Tightening their grip on the troubled credit card issuer Providian Financial Corp., federal bank regulators last week handed the company a list of requirements to meet over the next few weeks, including one that will eliminate it from subprime lending.
Providian said Wednesday that under its agreement with regulators it must submit by Friday a plan for managing capital and growth for the next three years. The company, which made its name in subprime, agreed to stop such lending.
And, in a step not sought by regulators, the San Francisco company stated that it is seeking to sell its card businesses in Argentina and the United Kingdom, which together comprise $188 million in deposits and $585 million in receivables. Pending the sale, it has agreed with the U.K. Financial Services Authority that its U.K. branch will not accept new deposit customers or solicit new loan applications.

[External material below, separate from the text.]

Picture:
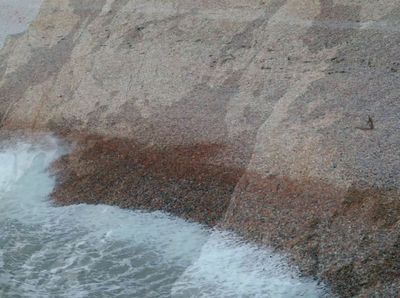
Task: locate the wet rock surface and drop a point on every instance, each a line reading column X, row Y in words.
column 278, row 119
column 184, row 180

"These steps are consistent with our five-point plan for rebuilding investor confidence and shareholder value," said Joseph W. Saunders, who joined Providian on Monday as president and chief executive officer. "We have already begun work on these initiatives, and have made significant progress."
Three agencies issued the agreements: the Federal Deposit Insurance Corp., the Office of the Comptroller of the Currency, and the Utah Department of Financial Institutions. One of Providian's banks, Providian Bank, is headquartered in Salt Lake City. Its other bank, Providian National Bank, is headquartered in Tilton, N.H.
Analysts said the requirements - which include provisions that Providian review its loan-loss reserves and limit its growth in total assets to no more than 2.5% per quarter - are not unusual for troubled banks. The end result, they said, will be a much smaller Providian but a potentially more stable and profitable one.
One analyst suggested that regulators may have jumped in with a tough-looking set of restrictions in order to quell criticisms that they acted too slowly to save Superior Bank of Hinsdale, Ill., which the FDIC took over in July.
"They were caught off-guard with Superior; now they are making up for it," said David Hendler, an analyst with research firm CreditSights Inc. of New York. "They have gone into Providian hard."
The agreement with the FDIC was dated Nov. 21, and it gave Providian three business days to create a committee to monitor its progress in implementing the reforms. The committee was to include three independent members of the board of Providian Bank. A Providian spokesman said the members were David Petrini, a Providian vice chairman, and two Providian National Bank board members, Darrell A. Hotchkiss and Janice B. Kitchen.
Though Providian had already promised to cut marketing to the riskiest portion of the so-called standard, or subprime market, the FDIC has ordered it to stop lending to that segment altogether.
In a passage of the agreement that shed some light on Providian's renowned penchant for slicing and dicing the subprime market into highly individualized segments, the FDIC listed what it said were some of Providian's names for different categories of its standard customers. The newly banned segments include groups Providian has called "medium," "low/very low," "other Aria+PayPal," "Aria discontinued," "new secured," "high risk/starter," "no credit," and "direct TV."
"It takes away a significant piece of the business, but this is where they were going to have to tighten up anyway," said Bert Ely, a principal of the consulting firm Ely & Co., of the restrictions on Providian's marketing and growth. In the first nine months of 2001, Providian spent $483 million on marketing, a figure likely to drop as it cuts the "standard" segment out of its plans.
Konrad Alt, the chief public policy officer of Providian Financial, said in a telephone interview that nothing in the FDIC or OCC agreements required a sale of the international businesses. He also did not rule out further sales of other pieces of Providian's business.
"We are reviewing all our strategic options," he said. "Nothing is off the table."
Mr. Hendler predicted that Providian might want to sell its Web financial portal GetSmart.com, which it acquired in 1998 for $33 million. "GetSmart is the Harry Potter of financial portals" and is likely to have appreciated in the years since Providian bought it, Mr. Hendler said.
The FDIC is probably not finished, he said, and more restrictions are likely, especially on Providian's individual-depositor certificates of deposit. The company offered higher rates than the national average, and "regulators care about mom and pop's deposits," Mr. Hendler said.